By Anthea Stratigos - Burlingame, California - on June 6, 2011

I know it’s bad form to start a blog and then let it run dry (or dark), but I am back after a hiatus. No explanations other than I have spent my time on some top priorities: client facing activity and tending to essentials inside Outsell. One day, I’ll explain the journey of the last year, as an interesting Outsell on Outsell case study. We are of the industry we serve and that is never lost on me, so stay tuned for more. In the interim, David Worlock’s blog and Silicon Valley mania have urged me back to the keyboard. While he so wonderfully explains the renaissance going on in B2B, which we are celebrating here at Outsell, I’m watching Silicon Valley run amok with IPO fever that will no doubt mean a handful of zip codes will soon be experiencing the only housing recovery going on across the U.S..

Every day local papers (yes, we still read them because they are a brilliant way to forecast and glean the tea leaves) are now chock full of social, mobile, app, gaming mania. I love the entrepreneurial spirit of my native region, and I’m the first one to celebrate start-ups, venture capital, IPOs and people with ideas enjoying the fruits of their labor. It’s the American dream.
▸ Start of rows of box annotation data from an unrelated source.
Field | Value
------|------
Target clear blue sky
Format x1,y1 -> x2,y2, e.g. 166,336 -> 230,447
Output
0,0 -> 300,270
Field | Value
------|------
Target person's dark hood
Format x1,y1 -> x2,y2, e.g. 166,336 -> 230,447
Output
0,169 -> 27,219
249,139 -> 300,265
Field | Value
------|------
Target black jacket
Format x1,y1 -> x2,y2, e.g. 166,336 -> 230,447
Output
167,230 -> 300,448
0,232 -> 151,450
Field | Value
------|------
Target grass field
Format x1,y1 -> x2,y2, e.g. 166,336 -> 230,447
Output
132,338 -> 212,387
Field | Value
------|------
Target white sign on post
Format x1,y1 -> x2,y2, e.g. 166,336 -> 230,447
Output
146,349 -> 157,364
What I do get concerned about is stock prices that double on the day they go out (LinkedIn) and the all too fevered pitch debating whether Groupon is like Yahoo!, a first mover that will lose its advantage, OR like Amazon which took a whipping for whopping losses only to become and remain dominant. And when we call all these firms ‘Internet stocks’ without distinction – Amazon is a retailer really – so was Pets.com—we lose our way. They happened to use the web along with boxes, FedEx and lots of airplanes and jet fuel to move their goods from their doorstep to yours. That doesn’t make them necessarily good or bad. Their business fundamentals, the way they ride the trends and tap into customer psyche, their long term competitive advantage and differentiation, how well they are run and are managed, whether they are able to make money over the long term. That is what matters and those distinctions are getting lost in the latest barrage of hype.

Photo by D Sharon Pruitt

Photo by D Sharon Pruitt

Sucharita Mulpuru is an online analyst at Forrester and was quoted this weekend in the Wall Street Journal, ‘It’s totally like 1999,’ saying it was crazy to lose so much money. Securities analysts are looking at Amazon and Yahoo! in the same article. But in reality, none of that matters. Does having a field sales force signing up businesses like mad, harkening back to the era of yellow pages, make for a long term competitive advantage? This analyst thinks that for a while, maybe, but in the long term perhaps not. Facebook, Apple, Google and the ability for every merchant to go direct to consumer in an era where mobile and web marketing and advertising spending are still going to be dominated by investing in their own sites/mobile apps leads me to say why.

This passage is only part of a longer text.